The rare reports of reinfection to date have not been accompanied by virus sequencing data, so they could not be confirmed, but they are quite expected and there is no cause for alarm.
Our bodies do not become impervious to viruses when we recover from an infection, on the contrary, in many cases, they become inhospitable hosts. Consider that beyond healing, our bodies often offer the same types of cells – such as airway cells – that viruses cling to and enter a safe haven to strip themselves and start producing more virus. These target cells are not substantially altered to prevent future infections months after the virus has been cleared by the immune response.
However, if antibodies and memory cells (B and T cells) are left behind as a result of a recent infection, the further expansion of the virus is rather short-lived and the infection is brought under control before the host suffers too much. – or not even notice it at all.
This appears to be the case with the patient from Hong Kong, who showed no symptoms of the second infection, discovered following routine tests at the airport. Would he ever know he’d been re-infected if he hadn’t traveled? Probably not. A more interesting question is: was he contagious during his second asymptomatic infection?
There is growing evidence that asymptomatic and presymptomatic people are contagious and that is why the sound official advice is to wear a face mask to avoid infecting other people and to keep our distance to avoid be infected. Coronaviruses from previous colds have endowed some of us with memory T cells that can also mobilize against the new coronavirus, which could explain why some people are spared serious illness.
Three potential outcomes
So how should we receive the news about the reinfection of recovered individuals?
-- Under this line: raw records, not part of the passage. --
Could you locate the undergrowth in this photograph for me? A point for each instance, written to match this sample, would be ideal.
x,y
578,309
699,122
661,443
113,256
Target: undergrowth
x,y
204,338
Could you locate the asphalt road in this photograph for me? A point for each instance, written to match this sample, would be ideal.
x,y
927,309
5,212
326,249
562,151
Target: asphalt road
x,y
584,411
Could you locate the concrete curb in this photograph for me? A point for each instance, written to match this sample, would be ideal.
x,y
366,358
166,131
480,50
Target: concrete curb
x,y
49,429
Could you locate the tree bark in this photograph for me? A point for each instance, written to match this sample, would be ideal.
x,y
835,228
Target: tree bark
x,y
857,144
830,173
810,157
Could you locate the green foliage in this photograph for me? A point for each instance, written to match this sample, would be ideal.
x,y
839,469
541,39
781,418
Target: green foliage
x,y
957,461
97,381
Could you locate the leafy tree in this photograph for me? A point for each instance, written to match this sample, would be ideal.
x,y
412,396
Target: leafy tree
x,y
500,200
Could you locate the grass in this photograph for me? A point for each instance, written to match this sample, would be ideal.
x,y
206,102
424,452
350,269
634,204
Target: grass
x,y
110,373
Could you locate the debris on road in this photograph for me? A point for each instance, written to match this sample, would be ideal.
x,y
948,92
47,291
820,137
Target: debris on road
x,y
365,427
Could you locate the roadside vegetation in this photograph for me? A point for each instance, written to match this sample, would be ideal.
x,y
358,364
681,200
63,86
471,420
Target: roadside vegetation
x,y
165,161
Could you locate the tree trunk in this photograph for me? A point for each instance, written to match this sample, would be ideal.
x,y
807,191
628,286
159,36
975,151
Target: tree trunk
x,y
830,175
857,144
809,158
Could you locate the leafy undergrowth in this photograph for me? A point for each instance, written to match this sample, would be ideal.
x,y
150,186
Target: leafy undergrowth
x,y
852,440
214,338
There are three possible outcomes of re-infection with a similar virus: worse symptoms that lead to more serious illness, the same symptoms as the first infection, and improvement in symptoms leading to milder or no illness.
The first result is known as improvement of the disease and is noted in patients infected with similar strains of viruses like dengue. There is no evidence of this for the new coronavirus, despite more than 23 million confirmed cases of Covid-19 worldwide.
The second result, where the patient suffers from the same disease twice, indicates that there is not enough immunological memory to protect against reinfection. This could happen if the first infection did not require antibodies or T cells to resolve, perhaps because other rapidly deployed immune defenses were sufficient to control it.
The end result is a milder infection thanks to a healthy immune system that generated antibodies and memory B and T cell responses that persisted long enough to be useful on the second exposure. Given the diversity of antibody and T cell responses reported in different Covid-19 patients, we anticipate that immune protection – if effective – may vary among individuals.
Of course, this has implications for the potency and duration of herd immunity, the idea that when we reach a large number of recovered patients who are immune to reinfection, it will protect the most vulnerable. Therefore, vaccination is essential to induce and maintain long-term protective immune responses.
Vaccination can elicit stronger and longer lasting immune responses than natural infection, and these can be supported with booster vaccinations if needed. That’s why scientists weren’t surprised to hear evidence of reinfection. The absence of symptoms experienced by the Hong Kong patient is very good news.